Written consent to report this case was granted. The patient's condition, wrongly diagnosed as Proteus syndrome, is characterised by a genetic mutation in PIK3CA, a critical regulator of cell growth. This lead to unregulated cellular division of fibroblasts isolated to the lower limbs. The legs weighed 117 kg, with a circumference of >110 cm. In addition to lower limb overgrowth, numerous musculoskeletal and organ pathologies have been encountered since birth requiring treatment from a wide variety of healthcare specialists and basic scientists. At 32 years, the patient developed septicaemia secondary to an infected foot ulcer. Amputation had been discussed in the elective setting, however the presence of sepsis expedited surgery. The above knee amputation took 9 hours and four assistants including a plastic surgeon.

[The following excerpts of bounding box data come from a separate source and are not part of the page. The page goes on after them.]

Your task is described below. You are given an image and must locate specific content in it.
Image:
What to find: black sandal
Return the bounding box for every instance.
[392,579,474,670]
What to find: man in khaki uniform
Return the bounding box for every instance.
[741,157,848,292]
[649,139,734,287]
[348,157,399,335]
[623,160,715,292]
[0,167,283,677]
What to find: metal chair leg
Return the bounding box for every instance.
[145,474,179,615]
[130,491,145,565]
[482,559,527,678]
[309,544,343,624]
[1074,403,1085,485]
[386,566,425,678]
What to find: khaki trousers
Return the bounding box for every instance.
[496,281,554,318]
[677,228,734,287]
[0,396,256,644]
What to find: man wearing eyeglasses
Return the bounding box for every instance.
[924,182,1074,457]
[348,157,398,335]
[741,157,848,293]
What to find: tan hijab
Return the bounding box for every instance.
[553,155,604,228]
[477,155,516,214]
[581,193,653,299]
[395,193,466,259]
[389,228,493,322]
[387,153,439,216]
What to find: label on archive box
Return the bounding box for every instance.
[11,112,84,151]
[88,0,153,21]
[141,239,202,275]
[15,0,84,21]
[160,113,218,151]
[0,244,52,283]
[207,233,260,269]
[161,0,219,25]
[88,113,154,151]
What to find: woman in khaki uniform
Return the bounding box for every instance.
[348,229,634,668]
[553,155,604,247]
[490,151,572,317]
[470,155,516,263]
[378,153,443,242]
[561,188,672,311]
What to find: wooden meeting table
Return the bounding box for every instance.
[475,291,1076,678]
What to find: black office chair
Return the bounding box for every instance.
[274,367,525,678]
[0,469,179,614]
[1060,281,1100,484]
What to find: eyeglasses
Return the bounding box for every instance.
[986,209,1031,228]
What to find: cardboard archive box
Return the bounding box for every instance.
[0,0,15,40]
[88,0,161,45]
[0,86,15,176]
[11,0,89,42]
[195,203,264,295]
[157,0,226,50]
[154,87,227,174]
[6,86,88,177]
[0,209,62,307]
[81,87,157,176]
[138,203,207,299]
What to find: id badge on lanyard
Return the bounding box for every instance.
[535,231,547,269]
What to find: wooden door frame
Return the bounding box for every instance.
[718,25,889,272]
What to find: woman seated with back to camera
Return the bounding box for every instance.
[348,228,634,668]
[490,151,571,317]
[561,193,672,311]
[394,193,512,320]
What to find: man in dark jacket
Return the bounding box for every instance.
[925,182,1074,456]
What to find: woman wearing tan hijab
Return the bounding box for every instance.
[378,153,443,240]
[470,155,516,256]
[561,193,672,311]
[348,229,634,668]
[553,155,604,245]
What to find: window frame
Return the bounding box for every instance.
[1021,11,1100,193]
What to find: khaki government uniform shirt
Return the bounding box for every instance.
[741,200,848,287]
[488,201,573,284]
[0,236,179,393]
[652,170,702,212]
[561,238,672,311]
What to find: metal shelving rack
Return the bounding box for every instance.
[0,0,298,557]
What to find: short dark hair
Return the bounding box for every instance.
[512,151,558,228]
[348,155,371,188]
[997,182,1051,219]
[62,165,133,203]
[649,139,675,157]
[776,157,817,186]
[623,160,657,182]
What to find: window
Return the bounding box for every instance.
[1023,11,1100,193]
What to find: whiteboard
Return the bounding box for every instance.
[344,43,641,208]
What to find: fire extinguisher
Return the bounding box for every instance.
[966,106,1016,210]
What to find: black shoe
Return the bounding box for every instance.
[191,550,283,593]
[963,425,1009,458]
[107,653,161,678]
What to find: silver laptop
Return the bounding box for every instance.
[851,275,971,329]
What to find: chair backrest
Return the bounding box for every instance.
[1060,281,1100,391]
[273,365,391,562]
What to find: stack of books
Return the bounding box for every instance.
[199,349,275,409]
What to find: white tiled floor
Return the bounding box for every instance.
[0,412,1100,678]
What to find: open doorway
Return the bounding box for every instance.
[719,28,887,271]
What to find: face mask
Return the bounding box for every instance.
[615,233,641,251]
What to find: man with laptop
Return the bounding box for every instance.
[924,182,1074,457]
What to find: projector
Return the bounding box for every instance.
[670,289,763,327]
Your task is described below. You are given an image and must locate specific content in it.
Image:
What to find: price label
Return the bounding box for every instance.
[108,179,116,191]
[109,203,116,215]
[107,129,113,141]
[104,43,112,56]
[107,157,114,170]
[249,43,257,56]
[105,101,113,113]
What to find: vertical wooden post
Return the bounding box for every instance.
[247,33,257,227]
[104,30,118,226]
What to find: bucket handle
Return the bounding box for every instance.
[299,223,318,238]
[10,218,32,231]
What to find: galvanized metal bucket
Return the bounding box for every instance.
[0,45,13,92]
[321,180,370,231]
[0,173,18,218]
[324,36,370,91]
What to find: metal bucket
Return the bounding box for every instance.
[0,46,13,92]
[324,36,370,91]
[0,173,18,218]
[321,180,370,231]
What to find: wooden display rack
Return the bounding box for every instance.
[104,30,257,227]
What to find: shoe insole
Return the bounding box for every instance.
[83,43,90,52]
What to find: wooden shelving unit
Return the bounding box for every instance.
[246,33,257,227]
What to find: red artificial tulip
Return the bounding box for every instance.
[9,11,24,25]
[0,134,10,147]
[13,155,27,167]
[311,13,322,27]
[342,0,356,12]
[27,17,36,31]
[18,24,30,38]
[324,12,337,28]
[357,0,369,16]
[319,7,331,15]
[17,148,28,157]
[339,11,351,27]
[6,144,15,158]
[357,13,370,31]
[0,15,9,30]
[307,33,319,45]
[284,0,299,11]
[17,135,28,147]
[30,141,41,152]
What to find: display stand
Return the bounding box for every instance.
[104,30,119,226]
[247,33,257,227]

A difficult dissection revealed a deep subcutaneous fatty layer that integrated with deep muscle, massive hypertrophy of cutaneous nerves and the sciatic nerve and ossification within the distal quarter of the quadriceps muscles requiring osteotomy. The lower limb osteology was grossly aberrant. The size of the amputated limb did not permit use of a tourniquet and cell salvage reintroduced 10.5 litres of blood with a further 6 units of red cells intra-operatively. The leg stump successfully took to a split-skin graft. A unique phenomenon was witnessed post-operatively whereby the stump continued to grow due to upregulation of fibroblasts secondary to trauma. Targeted genetic therapies have been successfully developed to suppress this stump growth.

This unique and unclassified overgrowth syndrome was caused by a mutation in the PIK3CA gene. Orthopaedic management of the oversized limb was complex requiring multiple surgeons and prolonged general anesthetic. A multi-disciplinary approach to this condition is required for optimizing outcomes in these patients.